Pensar que isso depende da opinião de cada um, e não da natureza, é coisa de louco[66].

No Cristianismo, a ideia de Lei Natural apareceu pela primeira vez nos escritos de São Paulo, que, como demonstrou Werner Jaeger, era um profundo conhecedor do pensamento grego e romano.[67]

A Lei Humana, a que igualmente podemos denominar Lei Humana Positiva, ou, simplesmente, Lei Positiva, vem a ser, por seu turno, segundo preleciona o Aquinate, a ordenação da razão para o Bem Comum, promulgada por aquele que tem o encargo da comunidade, ou, em outros termos, pela autoridade competente.
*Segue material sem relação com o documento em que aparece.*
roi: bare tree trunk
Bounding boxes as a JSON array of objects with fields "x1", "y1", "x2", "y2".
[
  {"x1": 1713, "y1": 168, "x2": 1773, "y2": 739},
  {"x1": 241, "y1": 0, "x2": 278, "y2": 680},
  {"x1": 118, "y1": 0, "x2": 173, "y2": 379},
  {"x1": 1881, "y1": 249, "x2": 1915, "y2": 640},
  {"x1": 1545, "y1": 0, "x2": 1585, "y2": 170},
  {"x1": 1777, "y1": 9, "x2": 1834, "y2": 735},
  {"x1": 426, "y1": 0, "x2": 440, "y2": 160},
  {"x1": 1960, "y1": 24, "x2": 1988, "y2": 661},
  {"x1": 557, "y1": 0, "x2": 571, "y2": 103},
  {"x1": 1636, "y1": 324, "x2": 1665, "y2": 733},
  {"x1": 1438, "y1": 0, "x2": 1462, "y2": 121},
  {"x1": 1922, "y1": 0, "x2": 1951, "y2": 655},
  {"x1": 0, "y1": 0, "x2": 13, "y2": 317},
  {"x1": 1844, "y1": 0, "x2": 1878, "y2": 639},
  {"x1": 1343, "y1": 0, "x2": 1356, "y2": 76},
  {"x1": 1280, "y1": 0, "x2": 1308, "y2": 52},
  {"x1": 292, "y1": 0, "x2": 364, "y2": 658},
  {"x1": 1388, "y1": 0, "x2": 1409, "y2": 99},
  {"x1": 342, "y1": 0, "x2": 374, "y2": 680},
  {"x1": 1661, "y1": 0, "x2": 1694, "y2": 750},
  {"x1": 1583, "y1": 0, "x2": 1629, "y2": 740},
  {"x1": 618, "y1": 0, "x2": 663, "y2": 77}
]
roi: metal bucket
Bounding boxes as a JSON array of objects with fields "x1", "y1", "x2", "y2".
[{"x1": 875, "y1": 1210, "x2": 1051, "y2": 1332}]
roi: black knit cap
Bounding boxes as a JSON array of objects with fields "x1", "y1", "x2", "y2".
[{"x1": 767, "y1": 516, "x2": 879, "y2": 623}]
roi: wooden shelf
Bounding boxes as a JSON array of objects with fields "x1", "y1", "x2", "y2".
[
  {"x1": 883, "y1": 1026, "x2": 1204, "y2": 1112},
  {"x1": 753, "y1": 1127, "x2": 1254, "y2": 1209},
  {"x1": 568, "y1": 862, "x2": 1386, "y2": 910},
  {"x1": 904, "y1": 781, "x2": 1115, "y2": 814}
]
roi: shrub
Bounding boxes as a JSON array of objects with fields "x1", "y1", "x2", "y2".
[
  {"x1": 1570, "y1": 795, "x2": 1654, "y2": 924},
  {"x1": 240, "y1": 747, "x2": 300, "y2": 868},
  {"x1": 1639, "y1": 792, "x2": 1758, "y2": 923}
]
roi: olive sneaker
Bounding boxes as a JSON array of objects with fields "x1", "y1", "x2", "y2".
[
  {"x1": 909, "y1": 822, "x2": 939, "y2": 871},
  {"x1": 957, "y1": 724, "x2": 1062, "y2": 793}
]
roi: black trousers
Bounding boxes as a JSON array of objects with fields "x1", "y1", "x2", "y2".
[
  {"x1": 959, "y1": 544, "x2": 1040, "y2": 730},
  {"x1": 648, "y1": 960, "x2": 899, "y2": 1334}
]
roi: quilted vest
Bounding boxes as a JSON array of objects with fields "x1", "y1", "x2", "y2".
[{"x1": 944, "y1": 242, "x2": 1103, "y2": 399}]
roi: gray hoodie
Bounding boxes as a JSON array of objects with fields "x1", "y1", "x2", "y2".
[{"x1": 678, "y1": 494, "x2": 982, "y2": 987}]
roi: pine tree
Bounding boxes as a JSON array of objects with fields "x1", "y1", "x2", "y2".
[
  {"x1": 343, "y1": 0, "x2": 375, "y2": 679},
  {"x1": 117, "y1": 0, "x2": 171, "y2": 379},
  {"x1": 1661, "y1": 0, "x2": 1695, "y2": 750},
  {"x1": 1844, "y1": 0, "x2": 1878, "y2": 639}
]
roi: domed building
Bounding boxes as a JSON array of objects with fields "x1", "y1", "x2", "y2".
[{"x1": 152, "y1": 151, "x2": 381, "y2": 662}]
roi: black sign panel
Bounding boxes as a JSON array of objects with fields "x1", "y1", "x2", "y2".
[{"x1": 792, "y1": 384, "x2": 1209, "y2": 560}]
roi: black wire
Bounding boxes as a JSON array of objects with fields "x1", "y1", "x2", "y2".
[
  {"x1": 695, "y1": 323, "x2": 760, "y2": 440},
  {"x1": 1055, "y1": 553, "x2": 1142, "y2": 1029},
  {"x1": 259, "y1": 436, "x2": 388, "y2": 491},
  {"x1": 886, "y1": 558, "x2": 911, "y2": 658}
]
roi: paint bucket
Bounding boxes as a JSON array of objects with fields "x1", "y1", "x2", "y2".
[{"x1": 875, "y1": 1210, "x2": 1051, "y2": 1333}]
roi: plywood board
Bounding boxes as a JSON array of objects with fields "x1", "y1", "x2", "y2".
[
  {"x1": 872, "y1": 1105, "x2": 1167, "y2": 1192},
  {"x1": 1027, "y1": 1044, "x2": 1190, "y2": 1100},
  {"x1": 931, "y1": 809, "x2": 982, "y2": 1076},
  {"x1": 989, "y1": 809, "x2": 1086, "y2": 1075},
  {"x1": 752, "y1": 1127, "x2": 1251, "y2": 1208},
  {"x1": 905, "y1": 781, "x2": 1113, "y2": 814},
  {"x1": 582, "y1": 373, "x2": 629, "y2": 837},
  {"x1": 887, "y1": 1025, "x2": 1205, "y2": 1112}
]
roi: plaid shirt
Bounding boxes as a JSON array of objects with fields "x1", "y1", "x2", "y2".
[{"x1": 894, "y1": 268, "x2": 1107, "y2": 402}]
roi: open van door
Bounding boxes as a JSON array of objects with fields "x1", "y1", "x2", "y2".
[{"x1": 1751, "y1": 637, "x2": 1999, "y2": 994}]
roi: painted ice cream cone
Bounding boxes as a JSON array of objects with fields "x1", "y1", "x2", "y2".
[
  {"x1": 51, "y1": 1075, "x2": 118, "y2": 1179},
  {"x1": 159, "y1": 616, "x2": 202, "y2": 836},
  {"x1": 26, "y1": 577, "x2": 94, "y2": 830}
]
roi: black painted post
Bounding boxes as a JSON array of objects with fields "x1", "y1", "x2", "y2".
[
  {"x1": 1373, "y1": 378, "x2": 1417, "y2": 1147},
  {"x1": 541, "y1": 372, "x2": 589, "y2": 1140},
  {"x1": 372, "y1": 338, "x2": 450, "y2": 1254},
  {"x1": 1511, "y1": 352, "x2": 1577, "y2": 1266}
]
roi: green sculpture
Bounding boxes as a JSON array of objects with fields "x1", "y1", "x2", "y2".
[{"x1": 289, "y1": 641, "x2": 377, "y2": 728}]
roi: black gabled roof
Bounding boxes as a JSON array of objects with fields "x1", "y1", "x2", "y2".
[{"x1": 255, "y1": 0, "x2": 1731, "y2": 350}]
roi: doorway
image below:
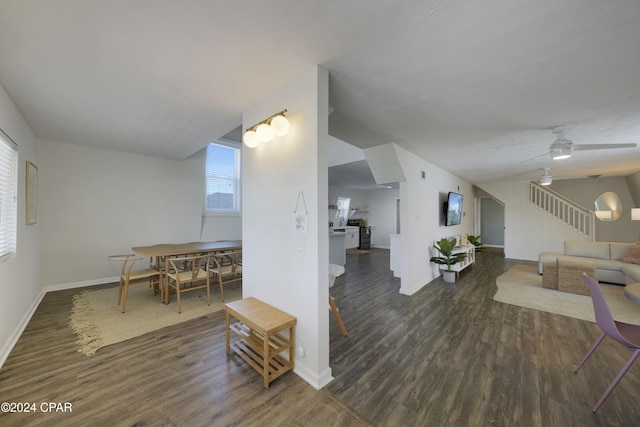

Isto porque, ainda de acordo com o Doutor Angélico, do mesmo modo que “a razão especulativa, de princípios indemonstráveis e evidentes tira as conclusões das diversas ciências, cujo conhecimento não existe em nós naturalmente”, sendo, porém, descobertos por obra da razão; assim também, “dos preceitos da lei natural, como de princípios gerais e indemonstráveis, necessariamente a razão humana há de proceder a certas disposições mais particulares”. Tais disposições, descobertas pela razão humana, observadas as demais condições pertencentes à essência da Lei, se constituem nas leis humanas.[68]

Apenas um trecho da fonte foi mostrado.